Le pelli venivano successivamente adagiate orizzontalmente, le une sopra le altre, in grandi vasche contenenti acqua ricca di acido tannico, di cui è ricco il legno di castagno: la quantità del tannino era graduata a seconda della necessità e sotto costante controllo.
Nel cuoio duro per suole di scarpe il tannino doveva penetrare tutto all’interno dello spessore; per altri tipi di cuoio solo sulle due facciate e non fino all’interno.
Il tannino lo si comperava allo stabilimento Ledoga di Darfo.

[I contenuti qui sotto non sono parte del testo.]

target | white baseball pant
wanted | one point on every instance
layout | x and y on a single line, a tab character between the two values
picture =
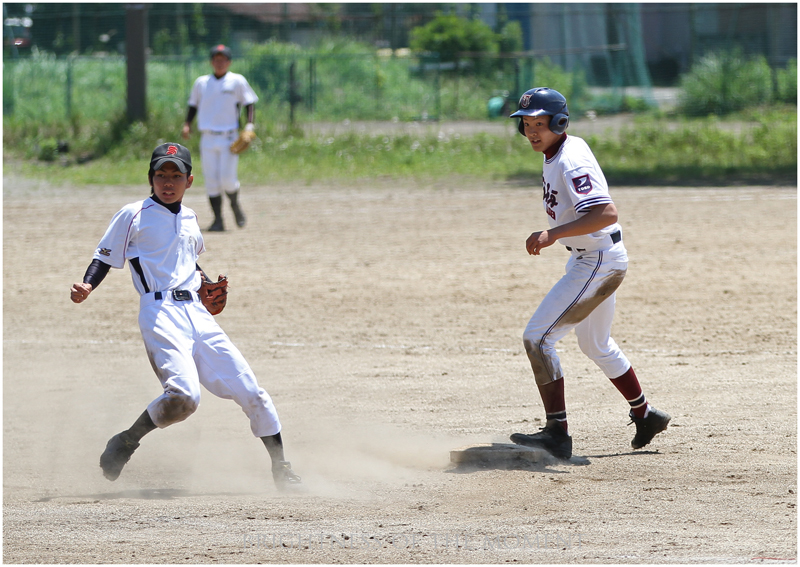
583	299
187	348
220	166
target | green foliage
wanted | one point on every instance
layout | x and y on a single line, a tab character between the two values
667	151
787	83
449	35
725	82
510	38
650	151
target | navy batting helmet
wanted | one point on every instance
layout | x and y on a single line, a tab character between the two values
542	101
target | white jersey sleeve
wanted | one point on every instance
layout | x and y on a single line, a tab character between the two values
113	246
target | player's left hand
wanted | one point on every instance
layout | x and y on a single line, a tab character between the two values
214	295
537	241
79	291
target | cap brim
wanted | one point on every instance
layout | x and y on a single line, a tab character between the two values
537	112
156	165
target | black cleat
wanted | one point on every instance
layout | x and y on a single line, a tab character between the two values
552	437
647	427
216	226
118	452
241	220
283	475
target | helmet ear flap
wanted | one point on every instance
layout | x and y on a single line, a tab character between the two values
559	123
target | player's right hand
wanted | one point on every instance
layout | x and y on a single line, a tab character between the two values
537	241
79	291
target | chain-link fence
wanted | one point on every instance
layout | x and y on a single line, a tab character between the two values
603	57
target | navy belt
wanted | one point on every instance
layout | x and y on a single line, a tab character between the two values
615	237
177	295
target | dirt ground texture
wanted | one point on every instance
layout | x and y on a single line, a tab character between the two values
385	320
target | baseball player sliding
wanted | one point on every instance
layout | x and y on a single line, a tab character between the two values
161	240
583	218
217	99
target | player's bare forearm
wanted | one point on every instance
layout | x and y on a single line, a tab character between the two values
80	291
596	219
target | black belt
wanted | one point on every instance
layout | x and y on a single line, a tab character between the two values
177	295
615	237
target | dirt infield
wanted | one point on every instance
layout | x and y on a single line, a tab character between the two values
386	320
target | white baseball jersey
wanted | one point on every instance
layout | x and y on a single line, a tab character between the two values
161	247
185	345
218	101
572	183
584	299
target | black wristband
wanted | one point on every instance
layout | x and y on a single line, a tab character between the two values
96	273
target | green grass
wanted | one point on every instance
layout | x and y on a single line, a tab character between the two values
650	151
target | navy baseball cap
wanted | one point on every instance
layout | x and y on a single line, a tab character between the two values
175	153
221	49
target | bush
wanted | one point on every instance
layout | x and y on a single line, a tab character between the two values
725	82
449	35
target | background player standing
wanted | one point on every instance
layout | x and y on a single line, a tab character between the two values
161	240
583	218
217	100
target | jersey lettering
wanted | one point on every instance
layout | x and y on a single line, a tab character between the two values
582	184
549	198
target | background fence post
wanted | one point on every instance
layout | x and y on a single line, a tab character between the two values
135	44
69	86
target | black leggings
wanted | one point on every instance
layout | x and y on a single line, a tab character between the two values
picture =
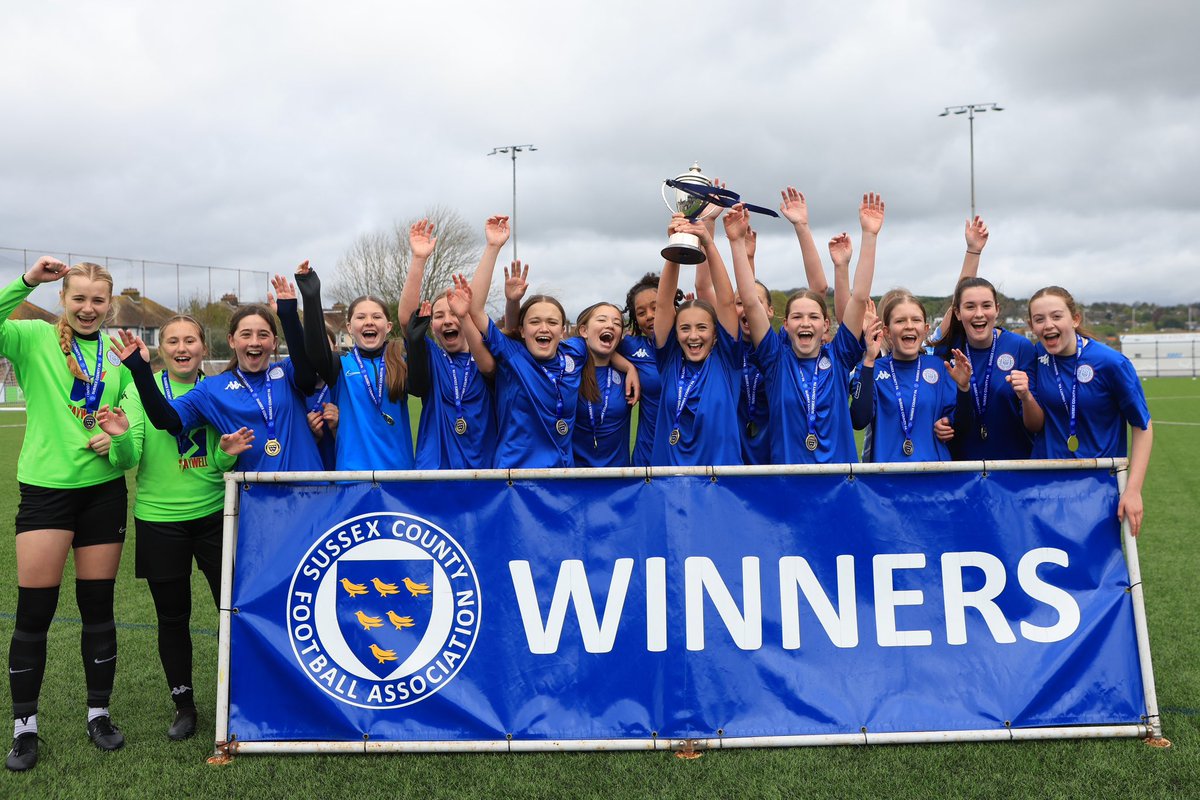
173	606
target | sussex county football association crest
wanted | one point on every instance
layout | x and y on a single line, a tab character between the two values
383	609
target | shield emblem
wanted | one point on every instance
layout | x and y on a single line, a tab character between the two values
384	608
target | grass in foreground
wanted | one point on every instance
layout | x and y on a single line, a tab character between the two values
149	764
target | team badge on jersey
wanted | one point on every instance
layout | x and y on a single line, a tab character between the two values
383	611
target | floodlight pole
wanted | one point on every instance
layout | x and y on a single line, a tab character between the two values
970	109
513	150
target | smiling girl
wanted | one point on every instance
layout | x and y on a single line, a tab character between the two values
999	413
1087	392
268	400
809	380
603	416
906	394
179	505
71	495
700	364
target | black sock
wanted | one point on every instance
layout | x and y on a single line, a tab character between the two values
97	643
27	654
173	605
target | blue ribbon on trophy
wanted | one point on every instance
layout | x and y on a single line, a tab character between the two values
697	198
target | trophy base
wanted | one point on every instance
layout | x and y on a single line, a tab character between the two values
684	248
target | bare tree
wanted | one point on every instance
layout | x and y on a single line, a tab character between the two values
377	263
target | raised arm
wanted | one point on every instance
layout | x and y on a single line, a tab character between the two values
293	334
870	218
496	233
723	289
796	210
976	234
736	230
316	341
515	286
664	307
462	306
421	242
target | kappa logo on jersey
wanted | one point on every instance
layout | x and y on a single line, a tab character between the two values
383	611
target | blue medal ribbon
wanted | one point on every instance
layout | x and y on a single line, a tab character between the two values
1074	385
604	409
269	409
460	392
381	373
810	398
183	440
751	390
683	394
91	392
906	422
981	403
556	380
318	404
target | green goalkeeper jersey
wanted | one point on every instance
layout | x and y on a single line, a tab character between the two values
179	477
55	451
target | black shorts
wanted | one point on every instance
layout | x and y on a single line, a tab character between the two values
95	515
163	551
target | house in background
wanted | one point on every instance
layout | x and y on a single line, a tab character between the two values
132	312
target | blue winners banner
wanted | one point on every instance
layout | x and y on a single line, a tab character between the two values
681	607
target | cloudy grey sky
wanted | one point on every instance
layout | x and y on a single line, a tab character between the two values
258	134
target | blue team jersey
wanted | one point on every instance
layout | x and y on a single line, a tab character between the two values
708	419
640	352
226	403
531	400
1007	437
365	439
754	409
439	444
601	428
1109	395
828	376
936	395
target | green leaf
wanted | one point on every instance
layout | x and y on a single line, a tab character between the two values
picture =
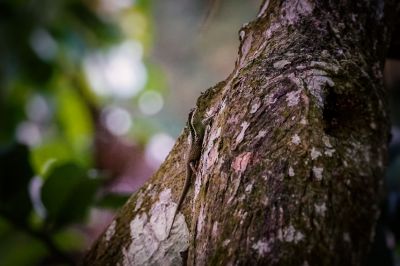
15	175
52	151
68	194
75	121
19	249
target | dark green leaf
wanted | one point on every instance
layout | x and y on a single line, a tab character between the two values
15	175
67	194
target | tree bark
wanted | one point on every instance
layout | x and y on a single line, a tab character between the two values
293	158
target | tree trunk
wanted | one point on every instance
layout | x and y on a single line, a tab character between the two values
293	156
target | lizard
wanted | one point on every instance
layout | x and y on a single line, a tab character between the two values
196	134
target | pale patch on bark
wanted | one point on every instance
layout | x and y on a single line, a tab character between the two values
241	161
290	234
249	187
139	202
315	153
296	139
200	220
281	64
263	8
329	152
296	9
150	242
326	141
255	106
215	231
293	98
261	134
262	247
240	137
291	171
110	231
315	80
320	209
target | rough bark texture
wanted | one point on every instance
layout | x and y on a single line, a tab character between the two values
293	159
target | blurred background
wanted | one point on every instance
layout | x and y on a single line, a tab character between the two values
93	94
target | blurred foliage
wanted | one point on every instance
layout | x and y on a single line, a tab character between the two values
48	184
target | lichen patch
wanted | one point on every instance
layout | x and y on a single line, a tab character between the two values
293	98
240	137
296	139
240	163
262	247
291	171
290	234
281	64
315	153
110	231
320	208
149	234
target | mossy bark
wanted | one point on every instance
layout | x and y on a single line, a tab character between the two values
293	158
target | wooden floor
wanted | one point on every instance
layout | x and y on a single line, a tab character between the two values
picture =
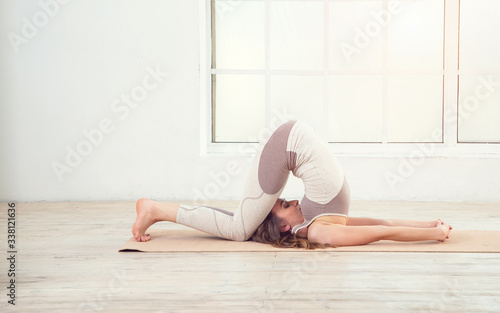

Una lavorazione particolare e diversa era riservata alle pelli per borsette.
Al primo piano dello stabilimento vi era l’attrezzatura per la stiratura: su grandi tavoli venivano stese ancora umide, venivano tirate a mano, curando particolarmente le estremità (la pelle che ricopriva zampe e testa), poi si dotavano di due ganci e stese al sole ad asciugare sulle lobbie o lunghi poggioli, che adornavano la facciata posta a lago.

Ritornavano sui tavoloni e qui le rullavamo per bene con un grosso e pesante rullo, spinto in su e in giù a mano, fino a che perdessero ogni anche più piccola piega e, infine, le depositavamo su una superficie piatta, le une sopra le altre, pronte ormai ad essere messe in commercio.
lo dormivo in conceria, mentre gli altri tre operai se n’andavano a casa loro; andai per un po’ di tempo anche a San Vigilio dove i signori Gavezzoli avevano comperato una vecchia filanda per trasformarla in conceria e dove nei piazzali immensi trovava posto anche lo smercio e la selezione delle “Pesche di Concesio” per il commercio con l’estero.
Qui a Marone la Signora Zucchi del negozio alimentari veniva su da noi in conceria per schiacciare el bacalà con il rullo: due o tre passatine e tutto era spiaccicato alla giusta misura: poi lei lo metteva a bagno per il venerdì! Aveva un profumino e un saporino quel baccalà! Eh, caro il mio maestro Felappi, che tempi!»